Petits ruminants: Yaoundé accueille le grand raout
Réunis dans la capitale camerounaise depuis ce 21 avril à l’initiative de la FAO, experts et partenaires internationaux affûtent leur stratégie pour venir à bout d’une maladie qui menace des millions de moyens de subsistance.
La bataille contre la peste des petits ruminants (PPR) est entrée dans une phase décisive. À Yaoundé, depuis ce 21 avril jusqu’au au 23 du même mois, la riposte s’organise avec méthode et détermination, portée par une mobilisation régionale sans précédent.
C’est dans le cadre de l’atelier régional de renforcement des capacités de surveillance de la PPR et des autres maladies animales transfrontalières que des délégations venues des États membres de la Communauté économique des États de l’Afrique centrale (CEEAC) ont posé leurs valises à l’hôtel Merina. Objectif : harmoniser les stratégies, renforcer les compétences et accélérer la marche vers l’éradication de cette maladie virale dévastatrice d’ici 2030.
Dans son allocution d’ouverture, Mimbang Guy Irène, Conseiller technique n°1 au ministère de l’Élevage, des Pêches et des Industries animales, a donné le ton. « La peste des petits ruminants constitue un risque majeur pour les communautés d’éleveurs en Afrique subsaharienne », a-t-il rappelé, insistant sur le rôle vital des moutons et des chèvres dans la sécurité alimentaire et les économies rurales.

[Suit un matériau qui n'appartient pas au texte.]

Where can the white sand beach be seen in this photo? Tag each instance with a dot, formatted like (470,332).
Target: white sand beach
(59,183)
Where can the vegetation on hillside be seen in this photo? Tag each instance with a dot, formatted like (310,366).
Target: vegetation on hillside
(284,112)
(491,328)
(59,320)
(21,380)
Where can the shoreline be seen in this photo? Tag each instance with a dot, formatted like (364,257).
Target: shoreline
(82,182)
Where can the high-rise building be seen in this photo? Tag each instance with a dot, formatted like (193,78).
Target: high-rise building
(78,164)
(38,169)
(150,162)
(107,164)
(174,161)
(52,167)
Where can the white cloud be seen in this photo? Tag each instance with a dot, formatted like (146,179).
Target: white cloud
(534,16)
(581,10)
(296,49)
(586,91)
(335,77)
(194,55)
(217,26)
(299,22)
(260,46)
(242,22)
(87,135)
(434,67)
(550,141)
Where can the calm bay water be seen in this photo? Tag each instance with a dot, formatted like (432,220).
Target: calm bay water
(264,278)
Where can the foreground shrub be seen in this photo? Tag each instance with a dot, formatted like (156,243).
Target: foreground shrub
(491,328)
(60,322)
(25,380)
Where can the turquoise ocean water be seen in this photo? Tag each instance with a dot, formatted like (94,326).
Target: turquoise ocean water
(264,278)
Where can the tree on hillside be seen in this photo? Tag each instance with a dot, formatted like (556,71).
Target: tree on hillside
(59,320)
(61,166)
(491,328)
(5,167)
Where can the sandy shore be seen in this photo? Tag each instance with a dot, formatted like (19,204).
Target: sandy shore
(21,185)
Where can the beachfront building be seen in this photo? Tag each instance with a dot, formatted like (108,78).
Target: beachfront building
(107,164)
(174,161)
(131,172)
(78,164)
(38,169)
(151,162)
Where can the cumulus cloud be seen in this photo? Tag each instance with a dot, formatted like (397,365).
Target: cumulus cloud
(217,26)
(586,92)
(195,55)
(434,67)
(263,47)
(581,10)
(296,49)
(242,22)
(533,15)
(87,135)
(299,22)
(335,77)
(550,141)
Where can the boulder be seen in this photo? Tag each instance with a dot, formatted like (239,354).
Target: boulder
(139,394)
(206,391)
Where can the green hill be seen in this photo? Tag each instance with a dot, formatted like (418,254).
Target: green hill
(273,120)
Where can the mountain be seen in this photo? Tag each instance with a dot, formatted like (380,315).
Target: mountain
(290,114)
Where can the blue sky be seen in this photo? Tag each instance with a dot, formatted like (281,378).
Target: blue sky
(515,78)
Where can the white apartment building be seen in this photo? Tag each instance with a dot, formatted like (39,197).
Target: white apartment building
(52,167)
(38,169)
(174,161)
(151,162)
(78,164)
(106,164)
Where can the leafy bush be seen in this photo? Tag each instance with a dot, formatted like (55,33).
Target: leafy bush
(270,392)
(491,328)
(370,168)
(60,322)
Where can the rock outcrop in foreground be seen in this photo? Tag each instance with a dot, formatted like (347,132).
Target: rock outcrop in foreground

Face à cette réalité, la riposte s’organise autour de la surveillance épidémiologique. Détection précoce, réponse rapide, planification stratégique… autant d’outils jugés indispensables pour espérer contenir puis éliminer la maladie. « À la fin du processus, seule une surveillance efficace permet de démontrer le statut indemne », a martelé le représentant du ministère.
Les partenaires techniques et financiers jouent un rôle clé dans cette dynamique. L’Union européenne, la Banque mondiale, la FAO, l’Organisation mondiale de la santé animale, ainsi que plusieurs institutions africaines, accompagnent les États dans la mise en œuvre du programme panafricain d’éradication de la PPR. À cela s’ajoutent des initiatives nationales, comme le Projet de Développement de l’Élevage (PRODEL) au Cameroun, qui a permis de renforcer les services vétérinaires et d’améliorer l’accès aux vaccins.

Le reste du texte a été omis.